Baicalin is a flavone glycoside derived from flowering plants belonging to the Scutellaria genus. Previous studies have reported baicalin’s anti-inflammatory and neuroprotective properties in rodent models, indicating the potential of baicalin in neuropsychiatric disorders where alterations in numerous processes are observed. However, the extent of baicalin’s therapeutic effects remains undetermined in a human cell model, more specifically, neuronal cells to mimic the brain environment in vitro. As a proof of concept, we treated C8-B4 cells (murine cell model) with three different doses of baicalin (0.1, 1 and 5 μM) and vehicle control (DMSO) for 24 h after liposaccharide-induced inflammation and measured the levels of TNF-α in the medium by ELISA. NT2-N cells (human neuronal-like cell model) underwent identical baicalin treatment, followed by RNA extraction, genome-wide mRNA expression profiles and gene set enrichment analysis (GSEA). We also performed neurite outgrowth assays and mitochondrial flux bioanalysis (Seahorse) in NT2-N cells. We found that in C8-B4 cells, baicalin at ≥ 1 μM exhibited anti-inflammatory effects, lowering TNF-α levels in the cell culture media. In NT2-N cells, baicalin positively affected neurite outgrowth and transcriptionally up-regulated genes in the tricarboxylic acid cycle and the glycolysis pathway. Similarly, Seahorse analysis showed increased oxygen consumption rate in baicalin-treated NT2-N cells, an indicator of enhanced mitochondrial function. Together, our findings have confirmed the neuroprotective and mitochondria enhancing effects of baicalin in human-neuronal like cells. Given the increased prominence of mitochondrial mechanisms in diverse neuropsychiatric disorders and the paucity of mitochondrial therapeutics, this suggests the potential therapeutic application of baicalin in human neuropsychiatric disorders where these processes are altered.
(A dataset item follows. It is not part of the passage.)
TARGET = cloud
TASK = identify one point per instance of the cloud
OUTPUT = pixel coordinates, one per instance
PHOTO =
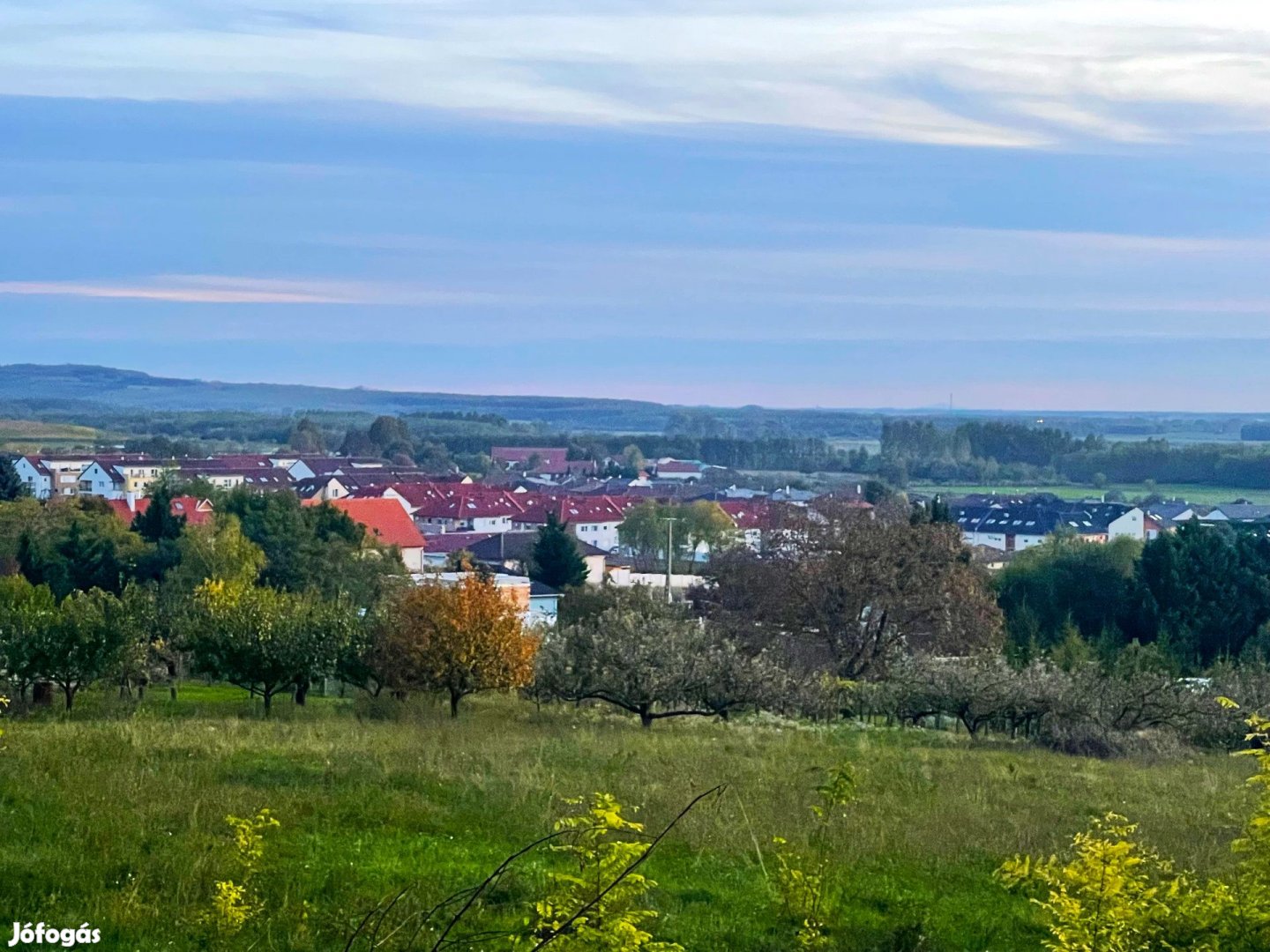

黄芩苷是一种从黄芩属开花植物中提取的黄酮苷。先前的研究报道了黄芩苷在啮齿动物模型中的抗炎和神经保护特性，表明黄芩苷在神经精神疾病中的潜力，在神经精神疾病中观察到了许多过程的改变。然而，黄芩苷在人体细胞模型中的治疗效果仍不确定，更具体地说，在模拟体外大脑环境的神经元细胞中。作为概念证明，我们在脂糖诱导炎症后用三种不同剂量的黄芩苷（0.1、1 和 5 μM）和载体对照 (DMSO) 处理 C8-B4 细胞（小鼠细胞模型）24 小时，并测量通过 ELISA 检测培养基中的 TNF-α。NT2-N 细胞（人类神经元样细胞模型）接受相同的黄芩苷处理，然后进行 RNA 提取、全基因组 mRNA 表达谱和基因集富集分析 (GSEA)。我们还在 NT2-N 细胞中进行了神经突生长测定和线粒体通量生物分析 (Seahorse)。我们发现在 C8-B4 细胞中，≥ 1 μM 的黄芩苷表现出抗炎作用，降低细胞培养基中的 TNF-α 水平。在 NT2-N 细胞中，黄芩苷对神经突生长和三羧酸循环和糖酵解途径中的转录上调基因产生积极影响。同样，Seahorse 分析显示黄芩苷处理的 NT2-N 细胞耗氧率增加，这是线粒体功能增强的指标。总之，我们的研究结果证实了黄芩苷在人类神经元样细胞中的神经保护和线粒体增强作用。鉴于线粒体机制在多种神经精神疾病中的重要性日益突出，并且线粒体治疗方法的缺乏，这表明黄芩苷在这些过程发生改变的人类神经精神疾病中具有潜在的治疗应用。